The once towering figure in Australasian business pleaded guilty to three charges last April. Fourteen more were withdrawn.
Brierley, who voluntarily surrendered his knighthood for services to business after Prime Minister Jacinda Ardern said the process to strip him of the honour had begun, sought to serve his sentence in the community on a release order.
Prosecutors, however, argued prison was necessary at his sentencing.
The court today decided to quash Brierley's original sentence and impose a new 10-month sentence expiring on August 13. It also ordered Brierley to be eligible for release from prison on February 13, once he had served four months of his sentence.
Under his original sentence, Brierley would've been eligible for parole in May.
The court said its reasons for today's decision would be released at a later date.
Brierley's downfall began following an anonymous phone call, which sparked a five-month police investigation.

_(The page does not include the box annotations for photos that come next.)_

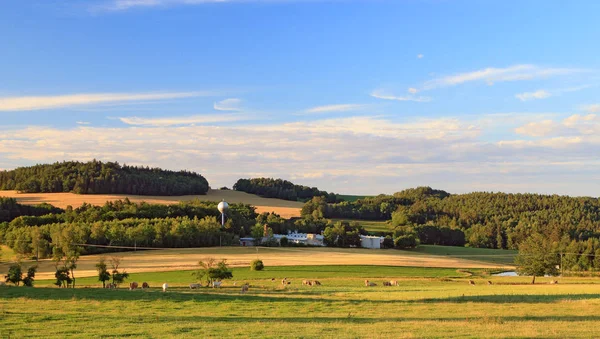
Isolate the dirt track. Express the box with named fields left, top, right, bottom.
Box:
left=0, top=190, right=303, bottom=218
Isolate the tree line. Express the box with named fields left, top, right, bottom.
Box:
left=0, top=160, right=209, bottom=195
left=233, top=178, right=341, bottom=203
left=302, top=187, right=600, bottom=270
left=0, top=199, right=257, bottom=258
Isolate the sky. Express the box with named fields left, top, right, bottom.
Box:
left=0, top=0, right=600, bottom=197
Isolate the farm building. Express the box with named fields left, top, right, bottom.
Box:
left=273, top=232, right=325, bottom=246
left=360, top=235, right=383, bottom=249
left=240, top=238, right=254, bottom=246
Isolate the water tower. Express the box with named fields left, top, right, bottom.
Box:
left=217, top=199, right=229, bottom=227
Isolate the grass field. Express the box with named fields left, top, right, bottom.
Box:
left=0, top=266, right=600, bottom=338
left=0, top=247, right=512, bottom=279
left=0, top=190, right=304, bottom=218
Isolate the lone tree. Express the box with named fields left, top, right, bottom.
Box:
left=515, top=234, right=560, bottom=284
left=4, top=263, right=23, bottom=286
left=96, top=258, right=110, bottom=288
left=23, top=266, right=37, bottom=287
left=192, top=257, right=233, bottom=286
left=110, top=256, right=129, bottom=285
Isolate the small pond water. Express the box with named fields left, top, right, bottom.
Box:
left=492, top=271, right=518, bottom=277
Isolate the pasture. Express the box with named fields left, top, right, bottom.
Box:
left=0, top=247, right=513, bottom=279
left=0, top=190, right=304, bottom=219
left=0, top=266, right=600, bottom=338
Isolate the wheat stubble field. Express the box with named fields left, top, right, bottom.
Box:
left=0, top=190, right=303, bottom=218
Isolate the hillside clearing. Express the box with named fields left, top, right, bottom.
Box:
left=0, top=190, right=303, bottom=219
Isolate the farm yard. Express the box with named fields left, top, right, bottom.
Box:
left=0, top=266, right=600, bottom=338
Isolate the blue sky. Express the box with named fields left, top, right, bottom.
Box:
left=0, top=0, right=600, bottom=196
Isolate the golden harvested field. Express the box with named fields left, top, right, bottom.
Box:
left=0, top=247, right=513, bottom=279
left=0, top=190, right=303, bottom=218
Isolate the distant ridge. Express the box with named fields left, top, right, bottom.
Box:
left=0, top=160, right=209, bottom=196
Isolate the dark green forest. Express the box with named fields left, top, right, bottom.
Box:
left=0, top=198, right=257, bottom=258
left=0, top=160, right=209, bottom=195
left=302, top=187, right=600, bottom=271
left=233, top=178, right=341, bottom=203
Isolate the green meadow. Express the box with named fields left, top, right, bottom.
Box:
left=0, top=266, right=600, bottom=338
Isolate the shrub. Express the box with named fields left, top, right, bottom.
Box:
left=4, top=264, right=23, bottom=286
left=383, top=235, right=394, bottom=248
left=250, top=259, right=265, bottom=271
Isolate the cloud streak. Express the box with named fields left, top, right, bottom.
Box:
left=0, top=92, right=214, bottom=112
left=371, top=88, right=431, bottom=102
left=515, top=89, right=552, bottom=101
left=118, top=114, right=246, bottom=126
left=213, top=98, right=242, bottom=111
left=306, top=104, right=366, bottom=113
left=423, top=64, right=586, bottom=90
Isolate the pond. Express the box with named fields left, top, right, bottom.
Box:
left=492, top=271, right=519, bottom=277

He was arrested by Australian Border Force officers as he was about to board a flight to Fiji in December 2019.
Police said they found more than 200,000 images and 500 videos on Brierley's laptop and electronic storage devices depicting child abuse material. In total, he was charged over 46,795 images found.
The charges Brierley pleaded guilty to were for material on his devices, seized when Brierley was stopped at Sydney Kingsford Smith Airport, and also during a search of his Pt Piper waterfront mansion in Sydney's east.
The Wellington-born Brierley told police he thought the images were "perfectly okay" and had been "approved by various bodies".
Known to some as "Lionheart", Brierley's corporate raiding feats began in New Zealand in the 1960s as he identified asset-rich companies which offered low returns to shareholders and turned stagnant wealth into returns.
His money and power grew through the 1980s — his net worth peaking at more than $200 million — with one in every 20 Kiwis once owning shares in his company RA Brierley Investments Ltd (BIL).
In 1988, while chairman of the Bank of New Zealand, his contribution to business and philanthropy led to a knighthood.
He retired as a director from BIL in 2001 and later from the chairman's role at Guinness Peat Group in 2010, before also leaving as a director in 2015. In June 2019, Brierley retired as chairman of the Sydney investment firm Mercantile Investments.
Much of Brierley's later life was spent on his hobbies of cricket and stamps, rumoured to have been one of the largest collections in the world.
Brierley's links to cricket included a life membership with Cricket Wellington and a pavilion at the Basin Reserve named after him. He was also a former trustee of the Sydney Cricket Ground.
Signs bearing his name have now been scrubbed clean.
Wellington College also severed ties with its tainted old boy, who had donated significant amounts of money to the school, where a theatre and sports field had been named after Brierley.